What This Document Is
This is a homework assignment for STATS 5101, Theory of Statistics I, at the University of Minnesota Twin Cities, specifically Assignment 12 from Fall 2014. It’s designed to assess your understanding of asymptotic distributions and approximations to distributions, building on concepts covered in the course. The assignment focuses on applying theoretical knowledge to practical problems involving independent and identically distributed (IID) random variables. It requires detailed explanations alongside any calculations, emphasizing the *reasoning* behind your approach.
Why This Document Matters
This assignment is crucial for students enrolled in a rigorous theory of statistics course. Successfully completing it demonstrates a strong grasp of central limit theorems and their applications to various distributions – Poisson, Exponential, Bernoulli, Geometric, and Chi-squared. It’s particularly valuable when preparing for exams or further study in statistical inference and modeling. Working through these problems will solidify your ability to translate abstract statistical theory into concrete problem-solving skills. This assignment is best utilized *after* a thorough review of lecture notes and relevant textbook sections on asymptotic theory.
Common Limitations or Challenges
This assignment does not provide step-by-step solutions or worked examples. It presents problems that require independent thought and application of learned principles. It assumes a solid foundation in probability theory, distribution functions, and statistical concepts covered earlier in the course. The assignment focuses on demonstrating *how* you arrive at an answer, not simply providing the correct answer itself. It also doesn’t offer hints or guidance beyond the initial problem statements and a single hint referencing specific lecture slides.

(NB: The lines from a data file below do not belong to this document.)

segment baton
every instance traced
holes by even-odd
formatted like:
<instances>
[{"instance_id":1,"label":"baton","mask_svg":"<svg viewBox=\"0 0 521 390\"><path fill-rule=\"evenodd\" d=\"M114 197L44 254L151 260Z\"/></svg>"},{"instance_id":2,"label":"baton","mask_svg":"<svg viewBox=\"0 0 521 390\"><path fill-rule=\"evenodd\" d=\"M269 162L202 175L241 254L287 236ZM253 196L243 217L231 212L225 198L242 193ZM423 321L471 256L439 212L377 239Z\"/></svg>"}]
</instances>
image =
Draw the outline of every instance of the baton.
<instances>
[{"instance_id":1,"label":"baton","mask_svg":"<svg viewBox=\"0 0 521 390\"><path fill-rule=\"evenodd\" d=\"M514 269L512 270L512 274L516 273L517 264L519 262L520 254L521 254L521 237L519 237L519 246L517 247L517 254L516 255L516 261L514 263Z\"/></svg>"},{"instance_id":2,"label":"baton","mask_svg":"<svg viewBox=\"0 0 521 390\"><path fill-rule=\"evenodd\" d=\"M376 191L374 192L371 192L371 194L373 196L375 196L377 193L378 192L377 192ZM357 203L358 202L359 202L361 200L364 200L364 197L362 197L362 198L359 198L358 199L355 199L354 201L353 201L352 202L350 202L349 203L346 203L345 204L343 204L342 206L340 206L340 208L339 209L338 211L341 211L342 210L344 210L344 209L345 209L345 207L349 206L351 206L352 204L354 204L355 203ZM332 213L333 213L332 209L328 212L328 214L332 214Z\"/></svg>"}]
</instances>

What This Document Provides
* A series of problems centered around approximating distributions using the normal distribution under specific conditions (large sample sizes, specific parameter values).
* Problems requiring the application of the delta method, both univariate and potentially multivariate (hinted at in one problem).
* Exercises involving identifying variance-stabilizing transformations for distributions like the Chi-squared distribution.
* Problems focused on understanding the behavior of functions of IID random variables as the sample size grows.
* Review problems referencing previous tests, indicating a cumulative assessment of course material.
* Problems requiring detailed justifications for each step in the solution process.